Samsung and LG Electronics are going to strengthen the lineup of entry-level and mid-range 3G smartphones. On the other hand, their competitors, such as HTC, Nokia (acquired by Microsoft), and Motorola (bought by Lenovo), are accelerating the launch of a new offensive to dominate the mid-range and low-cost smartphone markets. Against this backdrop, the success or failure of the two Korean handset makers to maintain their market share is drawing a lot of attention.
According to industry sources on Feb. 17, LG is expected to unveil four kinds of phones in the middle and lower price range, including the G2 Mini, the L Series III Trio, and the F-series phones at the Mobile World Congress (MWC) 2014 in Barcelona on Feb. 24. An industry source explained, “I think that one or two types of the F-series will be showcased at the event.”
The L Series III runs Android 4.4 KitKat OS with the latest user experience featured in premium smartphones. To capture various markets, the new 3G smartphones come with a 3.5-inch, a 4.5-inch, or a 4.7-inch display. However, the smartphones are equipped with 1GB or less of RAM, since they are mid-range devices.

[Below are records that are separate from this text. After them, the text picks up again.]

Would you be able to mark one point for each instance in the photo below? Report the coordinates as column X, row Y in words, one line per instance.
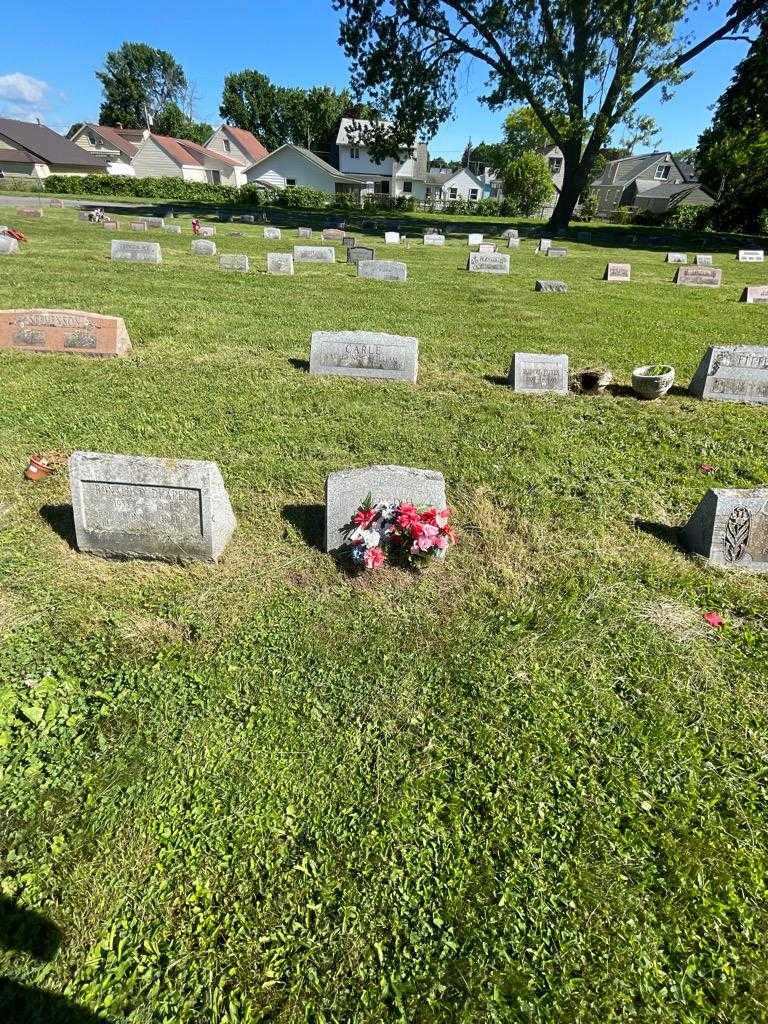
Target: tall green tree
column 732, row 155
column 591, row 60
column 137, row 82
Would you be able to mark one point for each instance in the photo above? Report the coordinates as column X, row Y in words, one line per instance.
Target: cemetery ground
column 528, row 784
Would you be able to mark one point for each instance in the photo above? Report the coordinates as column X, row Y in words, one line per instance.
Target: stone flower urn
column 652, row 381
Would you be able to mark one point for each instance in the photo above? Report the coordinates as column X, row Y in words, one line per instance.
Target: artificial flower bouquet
column 397, row 532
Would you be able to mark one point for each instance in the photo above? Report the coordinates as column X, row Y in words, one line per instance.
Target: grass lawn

LG is expected to unveil a new lineup of low-end and mid-range devices at MWC 2014, and to launch an aggressive sales drive for smartphones in the mid and lower-range price segments. Previously, Yoon Boo-hyun, an executive of LG’s Mobile Communications Division, pointed out, “With the smartphone penetration rates of growing markets such as those in North America and Europe approaching 50 percent, the global market’s center of gravity has shifted to the emerging market.” The executive added, “We are planning to boost sales by strengthening the lineup of entry-level and mid-range 3G smartphones, because the mid to low-end market is leading the entire smartphone market.”
Samsung is also reportedly going to lower the proportion of its premium product lineup consisting of the Galaxy S and Galaxy Note in total smartphone sales, and to expand the share of entry-level and mid-range smartphones up to 50 percent. In particular, the tech company introduced its 3G device, the Galaxy Core Advance, in Korea on Feb. 18, after two years of research and development.

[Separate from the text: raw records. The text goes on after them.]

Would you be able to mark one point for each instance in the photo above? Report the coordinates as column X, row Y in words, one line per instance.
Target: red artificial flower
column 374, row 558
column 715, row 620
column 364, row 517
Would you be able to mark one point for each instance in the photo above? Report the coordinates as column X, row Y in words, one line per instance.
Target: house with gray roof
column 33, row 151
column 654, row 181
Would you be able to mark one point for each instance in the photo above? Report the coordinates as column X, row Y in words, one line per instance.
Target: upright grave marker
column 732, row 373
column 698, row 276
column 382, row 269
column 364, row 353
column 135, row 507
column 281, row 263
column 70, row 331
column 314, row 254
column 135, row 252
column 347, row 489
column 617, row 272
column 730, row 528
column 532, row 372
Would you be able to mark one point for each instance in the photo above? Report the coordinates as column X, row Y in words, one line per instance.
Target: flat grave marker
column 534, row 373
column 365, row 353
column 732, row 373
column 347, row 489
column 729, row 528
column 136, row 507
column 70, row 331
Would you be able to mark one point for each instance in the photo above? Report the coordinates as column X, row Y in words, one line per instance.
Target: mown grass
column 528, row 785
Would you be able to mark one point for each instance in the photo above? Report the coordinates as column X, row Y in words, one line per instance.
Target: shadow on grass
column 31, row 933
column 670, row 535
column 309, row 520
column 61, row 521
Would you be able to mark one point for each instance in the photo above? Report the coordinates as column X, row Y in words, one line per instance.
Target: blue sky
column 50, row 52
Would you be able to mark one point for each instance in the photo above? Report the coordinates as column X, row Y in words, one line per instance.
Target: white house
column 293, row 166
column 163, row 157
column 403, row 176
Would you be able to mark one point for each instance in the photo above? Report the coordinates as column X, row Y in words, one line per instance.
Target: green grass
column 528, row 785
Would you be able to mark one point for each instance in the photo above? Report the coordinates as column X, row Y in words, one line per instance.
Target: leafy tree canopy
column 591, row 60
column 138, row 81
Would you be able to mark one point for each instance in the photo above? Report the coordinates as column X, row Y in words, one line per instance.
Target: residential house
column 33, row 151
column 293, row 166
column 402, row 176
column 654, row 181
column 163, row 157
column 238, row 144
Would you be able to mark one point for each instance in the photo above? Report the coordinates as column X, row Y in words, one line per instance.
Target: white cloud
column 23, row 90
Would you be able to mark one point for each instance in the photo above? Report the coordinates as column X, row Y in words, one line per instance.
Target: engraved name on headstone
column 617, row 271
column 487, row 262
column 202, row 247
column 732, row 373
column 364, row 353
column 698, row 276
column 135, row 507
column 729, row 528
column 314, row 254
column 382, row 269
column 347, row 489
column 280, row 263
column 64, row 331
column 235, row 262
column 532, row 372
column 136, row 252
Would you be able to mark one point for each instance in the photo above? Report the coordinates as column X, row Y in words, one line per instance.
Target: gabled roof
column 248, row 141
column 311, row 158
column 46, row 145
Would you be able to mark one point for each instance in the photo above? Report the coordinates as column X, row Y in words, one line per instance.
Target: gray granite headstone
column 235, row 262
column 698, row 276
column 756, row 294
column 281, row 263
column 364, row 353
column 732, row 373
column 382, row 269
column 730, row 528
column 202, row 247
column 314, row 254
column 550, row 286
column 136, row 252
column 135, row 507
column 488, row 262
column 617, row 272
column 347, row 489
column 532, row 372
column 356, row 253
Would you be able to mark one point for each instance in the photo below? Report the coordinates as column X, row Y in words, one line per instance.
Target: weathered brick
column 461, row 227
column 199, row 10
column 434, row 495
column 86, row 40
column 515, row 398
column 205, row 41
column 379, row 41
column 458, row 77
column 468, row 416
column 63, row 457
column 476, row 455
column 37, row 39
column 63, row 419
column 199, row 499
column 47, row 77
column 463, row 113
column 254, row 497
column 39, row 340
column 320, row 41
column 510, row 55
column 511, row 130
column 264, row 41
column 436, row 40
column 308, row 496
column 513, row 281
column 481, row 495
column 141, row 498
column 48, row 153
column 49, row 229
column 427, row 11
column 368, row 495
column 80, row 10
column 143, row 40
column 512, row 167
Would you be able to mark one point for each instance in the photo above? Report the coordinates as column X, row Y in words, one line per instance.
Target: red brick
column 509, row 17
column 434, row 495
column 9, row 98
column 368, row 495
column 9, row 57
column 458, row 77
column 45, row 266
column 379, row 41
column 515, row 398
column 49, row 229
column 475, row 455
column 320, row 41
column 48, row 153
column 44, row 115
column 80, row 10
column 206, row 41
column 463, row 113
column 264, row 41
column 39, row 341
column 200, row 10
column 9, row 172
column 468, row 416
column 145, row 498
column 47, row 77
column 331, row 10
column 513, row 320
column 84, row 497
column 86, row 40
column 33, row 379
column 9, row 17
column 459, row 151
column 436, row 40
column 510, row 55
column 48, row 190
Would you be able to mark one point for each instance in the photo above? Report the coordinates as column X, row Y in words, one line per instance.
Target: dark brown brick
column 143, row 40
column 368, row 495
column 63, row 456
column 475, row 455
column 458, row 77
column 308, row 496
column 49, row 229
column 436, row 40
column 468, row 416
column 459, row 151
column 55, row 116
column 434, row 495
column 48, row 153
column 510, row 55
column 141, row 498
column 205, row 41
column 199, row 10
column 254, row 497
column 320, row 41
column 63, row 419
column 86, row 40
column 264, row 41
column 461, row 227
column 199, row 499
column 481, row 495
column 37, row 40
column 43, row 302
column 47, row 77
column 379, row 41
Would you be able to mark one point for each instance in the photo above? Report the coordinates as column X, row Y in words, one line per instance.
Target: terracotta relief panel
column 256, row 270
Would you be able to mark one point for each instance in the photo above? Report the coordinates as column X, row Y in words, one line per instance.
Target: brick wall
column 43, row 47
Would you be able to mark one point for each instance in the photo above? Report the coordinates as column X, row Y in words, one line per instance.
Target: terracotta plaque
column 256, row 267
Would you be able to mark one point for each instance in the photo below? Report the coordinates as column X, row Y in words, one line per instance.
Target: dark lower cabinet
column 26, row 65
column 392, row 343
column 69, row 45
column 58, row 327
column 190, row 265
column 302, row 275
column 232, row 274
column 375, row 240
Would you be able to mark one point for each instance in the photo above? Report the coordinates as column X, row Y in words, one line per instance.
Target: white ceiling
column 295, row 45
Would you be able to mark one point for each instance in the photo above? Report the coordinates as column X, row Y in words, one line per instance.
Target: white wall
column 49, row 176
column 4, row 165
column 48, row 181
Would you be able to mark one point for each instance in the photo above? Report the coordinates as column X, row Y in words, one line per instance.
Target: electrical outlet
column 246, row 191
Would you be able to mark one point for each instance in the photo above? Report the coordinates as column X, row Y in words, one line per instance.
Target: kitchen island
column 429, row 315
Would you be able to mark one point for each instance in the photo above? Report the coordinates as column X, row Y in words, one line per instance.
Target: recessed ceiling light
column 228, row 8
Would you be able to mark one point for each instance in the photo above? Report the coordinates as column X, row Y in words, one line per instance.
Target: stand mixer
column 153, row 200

The largest Android phone maker plans to fit both premium smartphones and middle to low-cost phones with its Super AMOLED display, rather than the conventional LCD from the second half of this year. To date, it has been difficult to feature the Super AMOLED display in low-end and mid-range devices, due to high prices.
The two tech giants’ strategies for entry-level and mid-range smartphones is to realize the functions and design of the existing premium products as similarly as possible, and to lower the factory price by reducing unnecessary functions.
Samsung’s and LG’s low-end and mid-range phones are priced at between 400,000 won (US$374.80) and 700,000 won (US$655.90).
The reason for their focus on mid to low-end smartphones lies in the fact that other smartphone manufacturers are aiming for a comeback by targeting the low and mid-range areas of the smartphone market. For instance, Taiwan-based HTC is likely to launch low-cost phones in the price range of US$150 per unit. Nokia is also going to reveal its new mid to low-range Android phones at MWC 2014.